Building the P/ECM
Placing members of the five general P/ECM categories into smaller sets (groups) was an inductive process that often demanded that the researcher use professional judgment to augment the statistical results. In building these types of models, a researcher tries various combinations of indicators to form groups and reviews the results. Some splits made by grouping software may be reasonable; others may not. Some splits may make logical or clinical sense; others may not. Thus, some measure of researcher judgment was exercised in building the case-mix model presented here.
Within each of the five basic categories used in the P/ECM, four sets of variables were considered for the possibility of developing useful groups: ADL status, continence, the presence of behavior problems, and the provision of habilitation services. The term “habilitation” is used, rather than rehabilitation, because it is more appropriate for a younger population. IADL status was initially included in the testing, but the results indicated that it had little utility in the modeling process.
Developing case-mix indices
Each P/ECM group’s average expenditure was translated into a case-mix index (CMI).7 The CMIs were calculated by dividing the average group expenditure by the average expenditure for the sample. For example, the sample average in this instance was roughly $12,000. Thus, any group with a mean of $36,000 would have a CMI of three (3.0).

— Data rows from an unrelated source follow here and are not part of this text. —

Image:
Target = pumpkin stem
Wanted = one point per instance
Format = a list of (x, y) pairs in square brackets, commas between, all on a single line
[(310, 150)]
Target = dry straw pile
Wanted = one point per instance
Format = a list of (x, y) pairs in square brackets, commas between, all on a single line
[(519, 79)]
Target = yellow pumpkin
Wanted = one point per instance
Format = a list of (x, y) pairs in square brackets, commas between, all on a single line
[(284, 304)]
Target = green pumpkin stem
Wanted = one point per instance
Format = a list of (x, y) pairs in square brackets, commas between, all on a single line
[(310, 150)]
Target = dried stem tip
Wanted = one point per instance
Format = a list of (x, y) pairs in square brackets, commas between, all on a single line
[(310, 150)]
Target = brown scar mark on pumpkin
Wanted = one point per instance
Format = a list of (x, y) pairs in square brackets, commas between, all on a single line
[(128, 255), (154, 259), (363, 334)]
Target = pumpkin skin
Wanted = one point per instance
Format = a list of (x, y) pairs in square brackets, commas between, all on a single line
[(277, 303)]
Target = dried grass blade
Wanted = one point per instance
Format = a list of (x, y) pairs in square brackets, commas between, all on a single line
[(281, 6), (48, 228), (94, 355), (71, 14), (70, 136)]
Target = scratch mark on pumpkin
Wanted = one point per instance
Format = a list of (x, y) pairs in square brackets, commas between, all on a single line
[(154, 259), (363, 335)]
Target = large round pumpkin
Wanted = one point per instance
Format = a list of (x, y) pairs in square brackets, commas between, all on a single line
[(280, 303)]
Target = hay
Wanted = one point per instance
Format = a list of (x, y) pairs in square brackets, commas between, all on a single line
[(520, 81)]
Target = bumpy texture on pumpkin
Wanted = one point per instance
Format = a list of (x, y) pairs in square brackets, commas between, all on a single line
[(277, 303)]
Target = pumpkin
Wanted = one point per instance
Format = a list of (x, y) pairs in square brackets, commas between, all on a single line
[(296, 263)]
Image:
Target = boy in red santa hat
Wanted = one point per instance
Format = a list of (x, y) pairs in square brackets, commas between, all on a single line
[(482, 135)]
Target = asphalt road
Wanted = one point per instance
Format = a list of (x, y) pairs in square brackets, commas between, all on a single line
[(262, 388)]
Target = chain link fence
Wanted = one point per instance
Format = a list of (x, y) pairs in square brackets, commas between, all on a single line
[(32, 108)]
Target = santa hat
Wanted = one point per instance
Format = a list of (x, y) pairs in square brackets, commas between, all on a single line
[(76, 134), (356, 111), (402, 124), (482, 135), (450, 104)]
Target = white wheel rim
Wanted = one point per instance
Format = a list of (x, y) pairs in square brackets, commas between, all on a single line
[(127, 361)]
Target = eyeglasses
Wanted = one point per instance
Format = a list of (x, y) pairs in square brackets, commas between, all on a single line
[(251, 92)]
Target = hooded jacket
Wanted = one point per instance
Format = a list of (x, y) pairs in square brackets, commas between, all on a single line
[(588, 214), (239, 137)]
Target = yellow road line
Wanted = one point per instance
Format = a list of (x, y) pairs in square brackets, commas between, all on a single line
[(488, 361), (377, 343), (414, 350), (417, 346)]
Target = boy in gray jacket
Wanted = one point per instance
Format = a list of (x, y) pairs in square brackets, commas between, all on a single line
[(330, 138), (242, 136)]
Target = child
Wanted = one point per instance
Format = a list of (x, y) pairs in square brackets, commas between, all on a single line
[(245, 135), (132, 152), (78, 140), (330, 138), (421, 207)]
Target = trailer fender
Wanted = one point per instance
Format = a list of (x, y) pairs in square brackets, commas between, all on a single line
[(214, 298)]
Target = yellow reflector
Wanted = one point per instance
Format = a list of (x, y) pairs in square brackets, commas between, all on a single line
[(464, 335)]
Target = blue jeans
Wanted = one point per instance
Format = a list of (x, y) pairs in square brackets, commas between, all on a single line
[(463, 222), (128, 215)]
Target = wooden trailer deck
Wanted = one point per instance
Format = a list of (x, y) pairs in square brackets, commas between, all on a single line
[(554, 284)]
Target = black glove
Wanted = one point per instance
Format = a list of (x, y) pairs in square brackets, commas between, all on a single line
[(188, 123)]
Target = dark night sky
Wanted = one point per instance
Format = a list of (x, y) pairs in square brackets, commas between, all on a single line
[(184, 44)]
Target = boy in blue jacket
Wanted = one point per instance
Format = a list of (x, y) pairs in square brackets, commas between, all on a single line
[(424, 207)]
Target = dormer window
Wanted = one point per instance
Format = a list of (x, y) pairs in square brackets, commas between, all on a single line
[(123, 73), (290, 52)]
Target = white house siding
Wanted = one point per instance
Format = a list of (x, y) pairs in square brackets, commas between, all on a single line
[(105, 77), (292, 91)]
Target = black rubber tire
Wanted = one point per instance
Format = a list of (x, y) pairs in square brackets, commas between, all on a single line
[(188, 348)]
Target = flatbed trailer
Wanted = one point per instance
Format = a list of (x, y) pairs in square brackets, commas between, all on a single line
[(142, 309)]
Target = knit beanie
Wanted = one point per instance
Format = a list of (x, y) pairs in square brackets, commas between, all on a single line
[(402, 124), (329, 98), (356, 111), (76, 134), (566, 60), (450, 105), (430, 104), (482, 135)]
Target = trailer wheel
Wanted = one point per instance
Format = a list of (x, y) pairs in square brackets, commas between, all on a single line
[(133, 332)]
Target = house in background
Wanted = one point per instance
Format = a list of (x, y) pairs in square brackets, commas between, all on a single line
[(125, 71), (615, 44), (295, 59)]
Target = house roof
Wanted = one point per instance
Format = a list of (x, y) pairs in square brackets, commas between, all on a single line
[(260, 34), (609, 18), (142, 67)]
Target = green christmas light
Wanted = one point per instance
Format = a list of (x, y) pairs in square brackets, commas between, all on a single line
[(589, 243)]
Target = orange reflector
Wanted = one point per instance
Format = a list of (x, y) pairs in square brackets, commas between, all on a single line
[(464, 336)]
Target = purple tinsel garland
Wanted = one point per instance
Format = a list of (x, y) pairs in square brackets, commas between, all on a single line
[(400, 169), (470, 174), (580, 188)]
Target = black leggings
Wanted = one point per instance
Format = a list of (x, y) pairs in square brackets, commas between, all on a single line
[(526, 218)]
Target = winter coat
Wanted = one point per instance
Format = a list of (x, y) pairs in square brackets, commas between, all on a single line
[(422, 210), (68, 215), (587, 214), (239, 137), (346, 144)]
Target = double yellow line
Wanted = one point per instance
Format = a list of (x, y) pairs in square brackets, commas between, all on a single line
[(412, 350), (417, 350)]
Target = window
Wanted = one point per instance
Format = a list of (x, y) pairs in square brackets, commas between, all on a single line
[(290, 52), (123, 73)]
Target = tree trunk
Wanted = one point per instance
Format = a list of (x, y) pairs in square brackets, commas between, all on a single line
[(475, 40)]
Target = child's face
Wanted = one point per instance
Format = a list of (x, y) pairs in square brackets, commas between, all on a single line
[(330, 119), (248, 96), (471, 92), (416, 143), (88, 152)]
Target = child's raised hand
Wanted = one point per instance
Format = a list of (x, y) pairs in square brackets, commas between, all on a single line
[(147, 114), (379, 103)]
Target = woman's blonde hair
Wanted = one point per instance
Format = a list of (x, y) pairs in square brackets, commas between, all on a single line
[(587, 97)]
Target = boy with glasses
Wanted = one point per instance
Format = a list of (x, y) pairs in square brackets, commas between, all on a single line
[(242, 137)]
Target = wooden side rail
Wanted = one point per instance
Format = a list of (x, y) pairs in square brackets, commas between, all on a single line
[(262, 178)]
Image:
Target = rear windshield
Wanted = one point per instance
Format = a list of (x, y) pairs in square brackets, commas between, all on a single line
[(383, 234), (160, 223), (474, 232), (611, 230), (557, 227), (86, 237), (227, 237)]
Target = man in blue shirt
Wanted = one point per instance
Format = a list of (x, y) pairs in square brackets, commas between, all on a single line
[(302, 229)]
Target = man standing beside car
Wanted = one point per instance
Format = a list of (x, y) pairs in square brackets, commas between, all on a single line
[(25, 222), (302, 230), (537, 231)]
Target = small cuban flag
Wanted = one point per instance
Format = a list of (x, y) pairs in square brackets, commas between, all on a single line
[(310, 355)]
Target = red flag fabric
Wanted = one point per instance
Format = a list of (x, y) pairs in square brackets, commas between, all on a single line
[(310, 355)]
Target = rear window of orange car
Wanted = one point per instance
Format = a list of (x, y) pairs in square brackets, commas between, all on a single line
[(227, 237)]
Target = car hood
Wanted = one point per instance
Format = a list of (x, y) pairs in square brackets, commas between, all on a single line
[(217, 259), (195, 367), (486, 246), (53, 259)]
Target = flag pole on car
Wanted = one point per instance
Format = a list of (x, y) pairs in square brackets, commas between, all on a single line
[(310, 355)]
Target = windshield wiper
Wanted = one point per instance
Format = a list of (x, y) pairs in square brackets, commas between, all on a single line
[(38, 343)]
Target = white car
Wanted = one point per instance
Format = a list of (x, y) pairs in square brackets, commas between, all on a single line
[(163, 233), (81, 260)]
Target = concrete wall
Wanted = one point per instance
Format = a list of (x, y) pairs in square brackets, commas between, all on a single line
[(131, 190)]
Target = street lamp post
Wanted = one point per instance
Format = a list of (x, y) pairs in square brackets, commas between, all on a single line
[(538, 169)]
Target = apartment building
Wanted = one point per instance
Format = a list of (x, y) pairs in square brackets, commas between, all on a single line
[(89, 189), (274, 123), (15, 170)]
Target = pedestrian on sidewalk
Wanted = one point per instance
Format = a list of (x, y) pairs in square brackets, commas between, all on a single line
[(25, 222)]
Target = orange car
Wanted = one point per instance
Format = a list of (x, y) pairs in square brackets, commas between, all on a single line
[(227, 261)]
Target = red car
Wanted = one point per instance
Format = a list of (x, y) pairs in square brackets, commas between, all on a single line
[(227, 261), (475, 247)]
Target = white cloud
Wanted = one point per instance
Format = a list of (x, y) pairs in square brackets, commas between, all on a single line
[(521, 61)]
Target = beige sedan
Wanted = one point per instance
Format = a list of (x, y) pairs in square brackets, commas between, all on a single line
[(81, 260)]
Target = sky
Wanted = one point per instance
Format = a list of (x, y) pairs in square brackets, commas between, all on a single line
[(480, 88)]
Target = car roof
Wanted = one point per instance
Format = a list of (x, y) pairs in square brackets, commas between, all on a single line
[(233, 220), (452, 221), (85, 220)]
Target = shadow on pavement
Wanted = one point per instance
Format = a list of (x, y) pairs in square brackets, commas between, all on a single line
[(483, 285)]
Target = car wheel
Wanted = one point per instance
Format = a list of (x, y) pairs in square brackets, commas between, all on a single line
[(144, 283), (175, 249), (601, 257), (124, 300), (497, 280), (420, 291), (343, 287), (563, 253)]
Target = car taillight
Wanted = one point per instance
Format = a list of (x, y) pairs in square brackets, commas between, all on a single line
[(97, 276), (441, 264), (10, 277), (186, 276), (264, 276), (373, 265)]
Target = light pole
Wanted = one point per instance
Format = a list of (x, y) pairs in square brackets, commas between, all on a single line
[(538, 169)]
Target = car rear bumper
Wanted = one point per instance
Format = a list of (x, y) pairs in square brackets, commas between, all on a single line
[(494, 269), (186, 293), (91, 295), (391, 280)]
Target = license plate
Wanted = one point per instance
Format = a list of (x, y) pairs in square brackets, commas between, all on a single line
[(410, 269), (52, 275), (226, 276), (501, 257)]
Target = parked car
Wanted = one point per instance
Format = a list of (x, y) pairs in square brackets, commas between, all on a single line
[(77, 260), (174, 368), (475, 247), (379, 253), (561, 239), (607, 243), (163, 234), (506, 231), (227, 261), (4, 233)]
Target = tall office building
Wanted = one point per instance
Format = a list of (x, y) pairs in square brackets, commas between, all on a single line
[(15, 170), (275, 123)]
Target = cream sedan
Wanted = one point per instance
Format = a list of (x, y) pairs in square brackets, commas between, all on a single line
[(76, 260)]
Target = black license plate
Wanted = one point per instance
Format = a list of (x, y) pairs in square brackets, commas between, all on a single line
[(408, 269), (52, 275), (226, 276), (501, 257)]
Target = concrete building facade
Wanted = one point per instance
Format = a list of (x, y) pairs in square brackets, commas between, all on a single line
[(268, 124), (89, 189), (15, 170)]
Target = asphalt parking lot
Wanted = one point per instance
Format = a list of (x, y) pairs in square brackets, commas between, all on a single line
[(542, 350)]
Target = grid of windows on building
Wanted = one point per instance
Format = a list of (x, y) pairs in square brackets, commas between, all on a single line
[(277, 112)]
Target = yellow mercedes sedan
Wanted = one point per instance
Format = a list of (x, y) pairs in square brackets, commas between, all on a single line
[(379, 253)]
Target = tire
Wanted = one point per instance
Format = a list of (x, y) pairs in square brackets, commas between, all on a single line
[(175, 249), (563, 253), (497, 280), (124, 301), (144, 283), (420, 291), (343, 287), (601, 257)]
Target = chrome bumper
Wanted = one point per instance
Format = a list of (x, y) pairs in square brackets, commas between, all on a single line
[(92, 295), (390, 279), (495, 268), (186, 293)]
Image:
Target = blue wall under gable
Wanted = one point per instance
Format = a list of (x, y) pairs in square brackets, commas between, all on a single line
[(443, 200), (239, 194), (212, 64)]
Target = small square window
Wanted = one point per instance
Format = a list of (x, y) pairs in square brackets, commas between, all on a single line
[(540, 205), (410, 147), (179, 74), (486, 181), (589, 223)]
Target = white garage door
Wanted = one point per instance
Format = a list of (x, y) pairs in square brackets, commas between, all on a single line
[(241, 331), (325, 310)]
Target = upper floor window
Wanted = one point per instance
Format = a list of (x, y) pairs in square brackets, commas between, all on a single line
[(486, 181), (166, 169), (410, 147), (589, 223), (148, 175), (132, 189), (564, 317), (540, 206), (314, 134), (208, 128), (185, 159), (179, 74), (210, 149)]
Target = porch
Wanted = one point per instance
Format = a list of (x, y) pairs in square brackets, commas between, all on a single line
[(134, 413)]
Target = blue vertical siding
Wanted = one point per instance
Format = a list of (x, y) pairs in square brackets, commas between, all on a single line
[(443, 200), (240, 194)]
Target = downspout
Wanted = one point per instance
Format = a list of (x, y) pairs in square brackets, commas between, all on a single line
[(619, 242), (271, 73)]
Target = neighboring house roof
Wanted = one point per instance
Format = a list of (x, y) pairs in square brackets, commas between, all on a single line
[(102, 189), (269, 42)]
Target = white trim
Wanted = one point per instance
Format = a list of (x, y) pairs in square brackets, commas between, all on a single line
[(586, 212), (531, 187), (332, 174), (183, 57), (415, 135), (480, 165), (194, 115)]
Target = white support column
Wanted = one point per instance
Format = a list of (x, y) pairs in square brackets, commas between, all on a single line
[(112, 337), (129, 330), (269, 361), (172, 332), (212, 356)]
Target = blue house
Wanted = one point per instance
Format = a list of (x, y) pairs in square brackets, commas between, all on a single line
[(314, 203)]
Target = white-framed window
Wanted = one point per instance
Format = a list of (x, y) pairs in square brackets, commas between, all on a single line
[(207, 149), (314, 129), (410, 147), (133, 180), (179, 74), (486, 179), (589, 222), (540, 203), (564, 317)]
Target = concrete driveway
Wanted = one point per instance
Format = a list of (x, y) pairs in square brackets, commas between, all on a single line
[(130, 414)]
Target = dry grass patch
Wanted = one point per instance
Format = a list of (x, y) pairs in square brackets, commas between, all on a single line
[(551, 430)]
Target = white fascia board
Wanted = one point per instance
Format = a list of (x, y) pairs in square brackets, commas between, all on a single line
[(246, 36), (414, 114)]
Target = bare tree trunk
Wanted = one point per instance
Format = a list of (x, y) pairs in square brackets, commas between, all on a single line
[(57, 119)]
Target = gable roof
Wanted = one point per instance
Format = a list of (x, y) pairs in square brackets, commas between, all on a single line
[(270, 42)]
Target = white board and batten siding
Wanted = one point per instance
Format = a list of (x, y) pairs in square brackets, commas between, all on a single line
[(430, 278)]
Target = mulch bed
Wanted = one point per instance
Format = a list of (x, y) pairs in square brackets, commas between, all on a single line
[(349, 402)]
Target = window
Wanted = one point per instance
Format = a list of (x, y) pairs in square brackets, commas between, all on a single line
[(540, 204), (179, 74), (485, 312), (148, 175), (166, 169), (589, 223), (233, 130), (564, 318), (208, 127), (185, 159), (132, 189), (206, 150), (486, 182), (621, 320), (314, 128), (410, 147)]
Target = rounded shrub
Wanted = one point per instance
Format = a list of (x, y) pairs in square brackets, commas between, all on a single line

The use of a CMI creates the possibility that the model can be used across settings, where the average resource allocation varies from that in the development site. Average resource allocation may vary across settings or populations. However, relative payment or resource use differences among groups (CMIs) should largely remain stable. This assumption will be tested when additional data from other settings are available.
Assessing the P/ECM’s explanatory power
The most basic test of the quality of a classification model is the percentage of variance (adjusted R2) the case-mix groups explain in the criterion variable.7 To evaluate the P/ECM, ordinary least squares (OLS) models were estimated using the 24 P/ECM groups as independent variables.
These models were estimated for the sample as a whole and for important sub-populations in the sample. In addition, a variety of variables (age, gender, specific conditions, and the DSHS regional office involved in the assessment) were added to the multivariate models to determine whether these variables had significant effects on expenditures over and above the P/ECM groups.
The quality of the P/ECM was also tested using logistic regression. These analyses provided information on how well the P/ECM predicted membership in the highest or lowest deciles or quartiles of expenditures. The logistic regressions speak to two issues. First, they provide information on the potential usefulness of the P/ECM categories as a screener. Second, they help pinpoint where predictions based on the P/ECM may be strongest or weakest.
Assessing the potential external validity of the P/ECM
A common strategy when building classification models is to use one-half of the data to build the model and test the model on the remaining half to evaluate the model’s external validity.7 The relatively small number of persons in some important groups in these analyses forced the abandonment of that strategy. Thus, in this effort, the P/ECM was developed using the entire sample. In order to develop relatively stable expenditures estimates a minimum group size (20) was specified. To approximate the split-sample approach to examining the model’s external validity, however, the model was tested using 10 randomly generated 50% sub-samples.
Details of the analysis
The groups within the five classification categories were developed with the classification and regression tree procedure in XLSTAT 2015, using the Chi-Square Automatic Interaction Detection method developed by Kass.29 Basic data manipulation, bivariate analyses, and multivariate analyses were performed using STATA 14.